Hachette Reading Group Guides
Welcome to our Reading Group guide for Ghostwalk by Rebecca Stott. We invite you to consider and discuss the following questions when reading this book:
- ‘Time always seemed to stop around Elizabeth.’ The linear
nature of time is questioned right from the start in Ghostwalk.
How does time behave?
- ‘I’ve been thinking about labyrinths this summer.’ Do all the
threads tie up?
- ‘Writers, apparently, often have a diminished sense of direction.’
Do you agree? If you do, why is it so?
- Smell and colour are very important in Ghostwalk. Why so?

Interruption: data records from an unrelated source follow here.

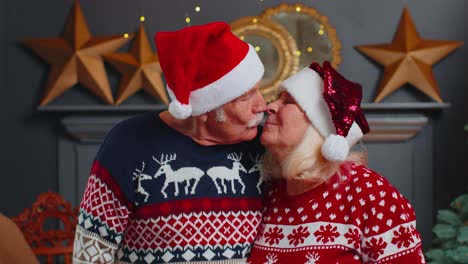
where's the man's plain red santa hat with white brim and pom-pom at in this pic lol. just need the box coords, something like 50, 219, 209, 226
155, 22, 264, 119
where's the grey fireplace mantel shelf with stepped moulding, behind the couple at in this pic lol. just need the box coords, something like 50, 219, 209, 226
38, 103, 450, 143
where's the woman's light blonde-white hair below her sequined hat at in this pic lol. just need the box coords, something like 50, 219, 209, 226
261, 125, 367, 182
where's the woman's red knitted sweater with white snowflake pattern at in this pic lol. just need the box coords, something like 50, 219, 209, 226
247, 164, 425, 264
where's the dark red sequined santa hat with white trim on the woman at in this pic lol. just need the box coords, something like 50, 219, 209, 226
281, 61, 369, 162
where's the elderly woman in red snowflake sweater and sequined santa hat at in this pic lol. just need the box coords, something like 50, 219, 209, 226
248, 62, 425, 264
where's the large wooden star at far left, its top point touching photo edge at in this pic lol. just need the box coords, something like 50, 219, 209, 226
24, 0, 129, 106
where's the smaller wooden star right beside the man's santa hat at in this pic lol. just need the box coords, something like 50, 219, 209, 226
104, 25, 169, 105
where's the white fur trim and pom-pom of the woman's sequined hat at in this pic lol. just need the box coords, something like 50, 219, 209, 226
281, 68, 363, 161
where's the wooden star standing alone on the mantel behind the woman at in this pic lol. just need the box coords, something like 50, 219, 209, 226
355, 8, 462, 103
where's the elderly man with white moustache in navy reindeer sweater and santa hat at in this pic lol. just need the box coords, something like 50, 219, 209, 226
73, 22, 266, 263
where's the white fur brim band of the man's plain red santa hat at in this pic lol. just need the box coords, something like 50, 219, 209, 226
167, 44, 265, 116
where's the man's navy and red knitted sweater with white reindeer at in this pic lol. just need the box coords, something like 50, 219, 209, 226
73, 113, 263, 263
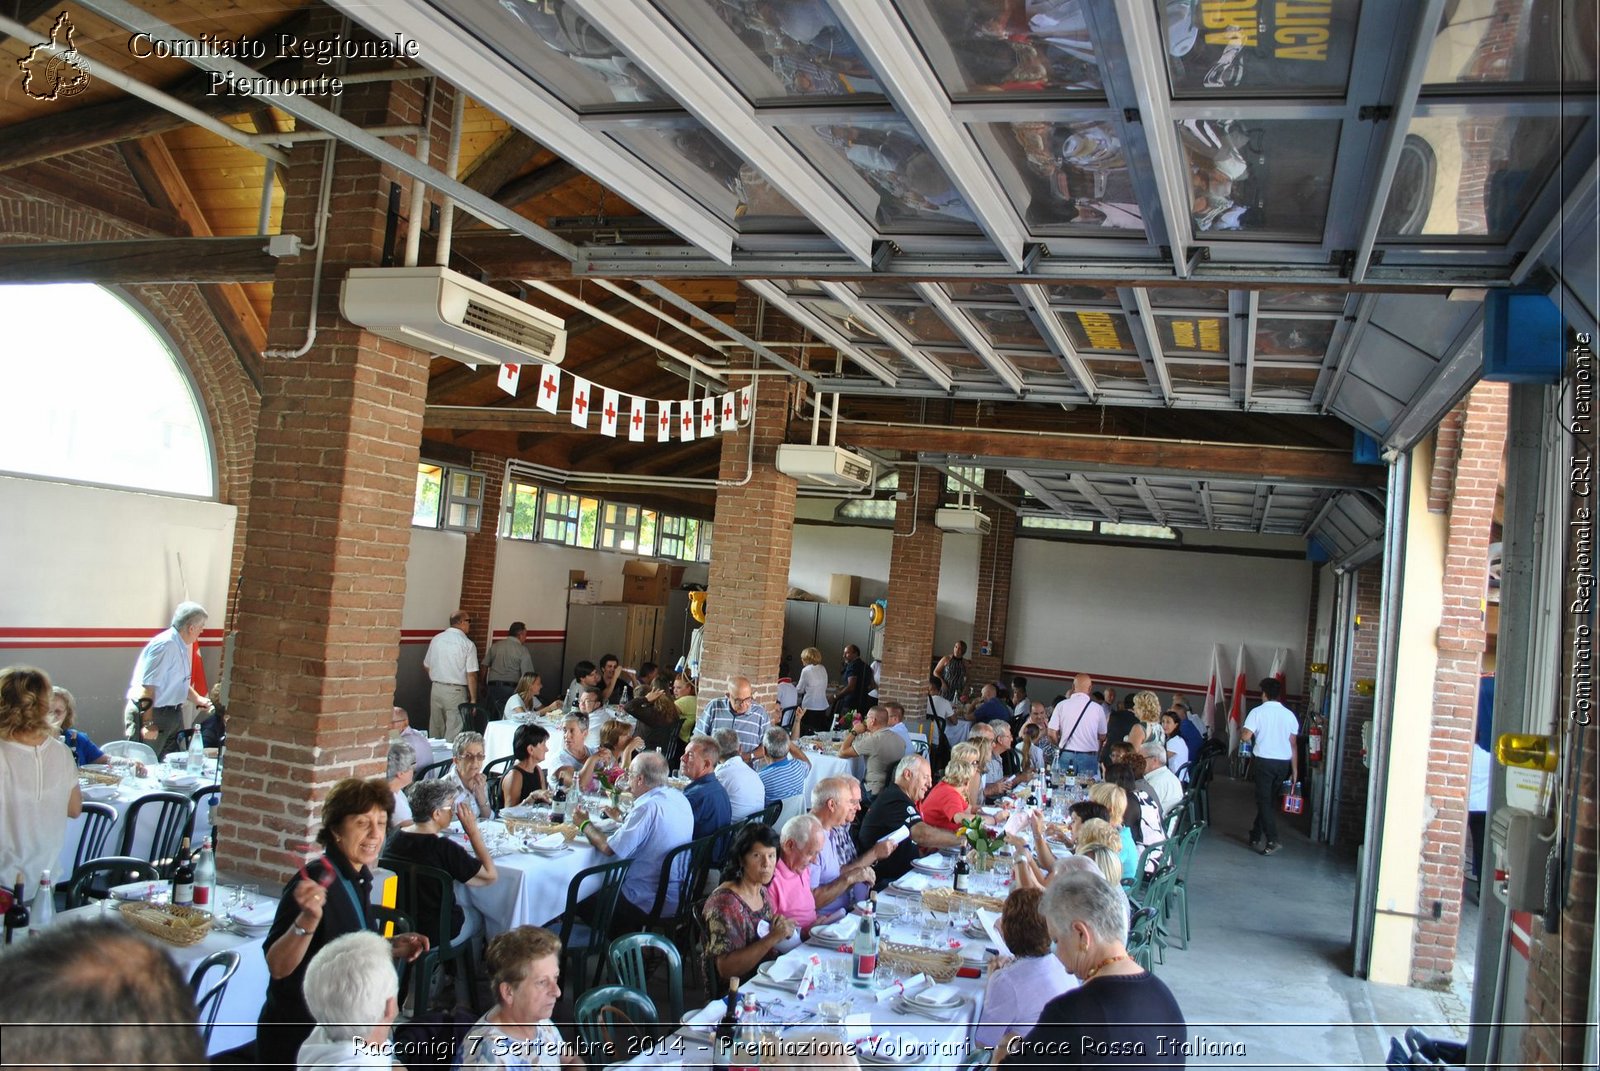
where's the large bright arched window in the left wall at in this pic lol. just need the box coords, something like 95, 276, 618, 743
0, 283, 216, 498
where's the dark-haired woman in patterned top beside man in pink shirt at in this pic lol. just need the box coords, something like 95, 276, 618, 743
704, 823, 795, 989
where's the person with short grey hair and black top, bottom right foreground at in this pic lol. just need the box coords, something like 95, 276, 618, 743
994, 868, 1187, 1068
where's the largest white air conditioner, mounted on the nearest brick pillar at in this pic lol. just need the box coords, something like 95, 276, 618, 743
339, 267, 566, 368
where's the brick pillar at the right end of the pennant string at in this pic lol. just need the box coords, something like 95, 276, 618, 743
699, 371, 795, 709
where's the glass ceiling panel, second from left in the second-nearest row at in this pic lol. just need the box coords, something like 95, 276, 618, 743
784, 118, 978, 234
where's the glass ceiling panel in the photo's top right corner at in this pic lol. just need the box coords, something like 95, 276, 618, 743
1422, 0, 1595, 91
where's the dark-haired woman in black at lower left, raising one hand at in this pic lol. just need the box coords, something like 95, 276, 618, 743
256, 778, 427, 1068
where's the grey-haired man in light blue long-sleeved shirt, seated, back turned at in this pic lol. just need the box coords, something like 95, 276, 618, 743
573, 751, 694, 933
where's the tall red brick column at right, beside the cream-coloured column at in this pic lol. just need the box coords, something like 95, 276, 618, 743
1411, 383, 1509, 985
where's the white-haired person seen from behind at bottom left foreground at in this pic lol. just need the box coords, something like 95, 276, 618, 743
298, 930, 402, 1071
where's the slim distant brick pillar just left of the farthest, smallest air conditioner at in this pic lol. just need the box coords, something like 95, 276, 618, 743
878, 464, 940, 711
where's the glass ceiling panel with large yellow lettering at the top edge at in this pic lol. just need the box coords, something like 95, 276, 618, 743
1155, 0, 1362, 98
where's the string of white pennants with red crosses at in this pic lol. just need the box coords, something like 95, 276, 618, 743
499, 365, 754, 442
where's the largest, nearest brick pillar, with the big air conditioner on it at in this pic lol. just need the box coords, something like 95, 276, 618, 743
218, 60, 450, 880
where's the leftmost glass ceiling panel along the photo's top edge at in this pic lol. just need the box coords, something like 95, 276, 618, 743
457, 0, 672, 110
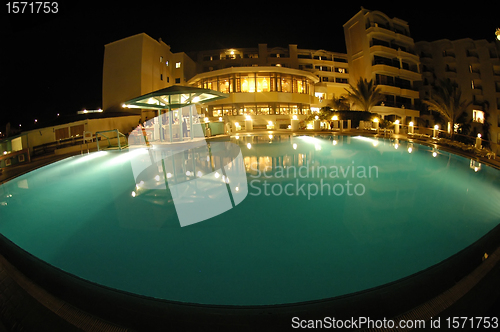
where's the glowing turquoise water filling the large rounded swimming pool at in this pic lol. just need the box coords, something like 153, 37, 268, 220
0, 136, 500, 305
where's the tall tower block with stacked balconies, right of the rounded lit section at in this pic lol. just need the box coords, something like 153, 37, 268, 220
344, 8, 421, 119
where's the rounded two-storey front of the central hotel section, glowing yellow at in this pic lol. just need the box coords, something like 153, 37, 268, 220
189, 66, 319, 128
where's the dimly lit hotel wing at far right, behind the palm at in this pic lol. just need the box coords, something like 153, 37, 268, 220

- How is Cambridge, or anywhere, a palimpsest?
- ‘The uncountable daily acts of forgetting.’ Elizabeth was a
historian, but is it only objects or buildings that really preserve
history?
- ‘Elizabeth hadn’t finished. But would she ever have done?
Does anyone ever finish?’ Do they?
- ‘Life was disappointing, I thought, when you looked close;
full of mediocrity and domesticity.’ What does this tell us
about Lydia?
- ‘The smell of oysters is an objective correlative for sexual
repression.’ What other objective correlatives (‘An object that
stands for something complicated – an emotion, a knowledge,
an instinct.’) are there in Ghostwalk?
- ‘Entanglement’ is explained in terms of quantum mechanics.
How does it apply to Cambridge?
- cience as religion – what parallels does the author draw?
How does stained glass come into it?